Figures released by Greater Manchester Police show that last weekend – the hottest of the year so far – the force received nearly 12,000 calls, an increase of almost 20 per cent on the previous weekend. The Metropolitan Police, who normally get 5,693 calls a day, received a total of almost 16,000 over the weekend.
Strathclyde Police also reported a rise in the number of people ringing their call centre last weekend. On Saturday they received 6,265 calls, a rise of 34 per cent on the 4,661 on Saturday 15 May, and on Sunday there were 5,709, up 38 per cent on the 4,152 received on Sunday 16 May.
The rises were attributed to the hot weather – temperatures reached 30C in some parts of the country.
Assistant Chief Constable Dave Thompson, from Greater Manchester Police, said: "Dealing with the changing weather conditions is something we work hard on. Clearly the weather can have a significant impact on the reliance on emergency services."
There are numerous theories and anecdotal evidence which suggest what types of crime increase in the summer and why. Alcohol-fuelled violence, for example, will rise because the hot weather prompts more people to go to pubs and drink. More people usually means more problems.
Burglary, too, often rises. Not only are people more likely to be out of their houses, but even if they are inside, the heat usually sees them open windows or doors, making it easier for opportunist criminals to get in.
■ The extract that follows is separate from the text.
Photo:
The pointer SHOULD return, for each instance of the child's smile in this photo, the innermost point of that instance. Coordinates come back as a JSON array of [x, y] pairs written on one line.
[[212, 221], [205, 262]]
Reports of sexual assault are also more common. With women wearing fewer clothes they can be at more risk of being groped or harassed by men who have been drinking too much.
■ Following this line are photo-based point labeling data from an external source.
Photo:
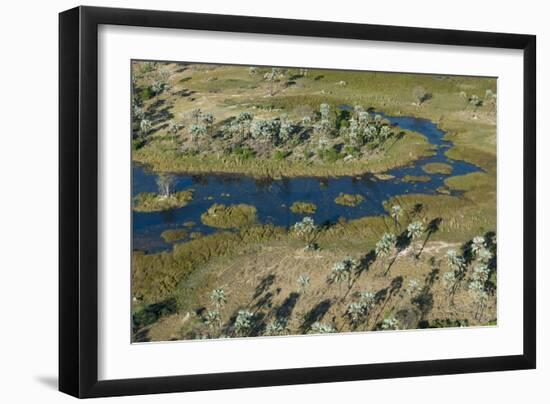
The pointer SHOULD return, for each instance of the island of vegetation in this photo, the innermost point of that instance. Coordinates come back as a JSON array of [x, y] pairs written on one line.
[[428, 261], [226, 217], [437, 168], [349, 199], [173, 235], [303, 208]]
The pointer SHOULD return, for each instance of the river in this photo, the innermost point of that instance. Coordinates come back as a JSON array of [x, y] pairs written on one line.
[[273, 198]]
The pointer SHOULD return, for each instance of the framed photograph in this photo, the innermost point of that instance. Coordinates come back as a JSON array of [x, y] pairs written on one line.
[[250, 201]]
Tourist hotspots can become crime hotspots when the sun comes out. With people flocking to one area they are prime targets for pickpockets.
Perhaps the worst example of a summer crime spike was that of teenage murders in London in 2008 when 16 young people were killed between May and September.
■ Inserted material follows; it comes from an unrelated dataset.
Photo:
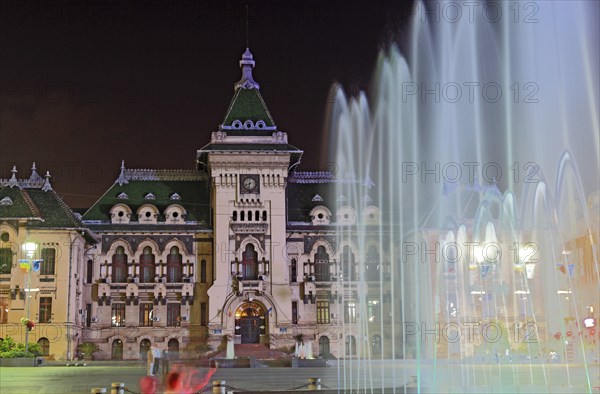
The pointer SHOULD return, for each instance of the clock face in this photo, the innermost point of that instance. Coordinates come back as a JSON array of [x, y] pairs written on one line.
[[249, 184]]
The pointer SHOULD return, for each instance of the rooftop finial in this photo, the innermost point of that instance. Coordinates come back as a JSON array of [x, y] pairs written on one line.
[[13, 179], [247, 29], [246, 64], [46, 187], [121, 179], [34, 175]]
Barry Loveday, a criminologist from the University of Portsmouth, said: "Obviously you can't blame everything on the weather. Sometimes crimes are committed and they have nothing to do with how hot it is. But it is true that certain crimes do seem to spike during a heatwave. There was a study in France which looked at incidents of sexual attacks on children and it showed that when the weather improves there are more attacks because, quite simply, when it's hot, children are out playing and they are more vulnerable.
"I was once told by a police officer that when there is a planned demonstration or parade which they are worried might get out of hand, they pray for rain. I didn't believe it at the time, but if you think about it it makes perfect sense – fewer people are going to turn up if it is wet and that will likely make it an easier event to police.
"Similarly if you look at burglaries it makes sense that they spike in the summer and drop in the winter because burglars, like the rest of us, do not like getting wet. It is all common sense, but I don't think the public realise. They often assume that there are complex forces at work which determine when crime rises and falls, but often it is simple things like the weather."
One thing which officers fear will boost certain types of crime this summer is the World Cup, which begins next month. Pubs and parks will be full of people drinking alcohol, meaning a possible upturn in violence.
Traditionally, domestic violence also increases during the tournament, particularly on days when England are playing. A study carried out by the Association of Chief Police Officers shows that domestic violence rose by nearly 30 per cent on England match days during the 2006 competition.
But burglary is likely to drop during England matches as many criminals will prefer to watch the football.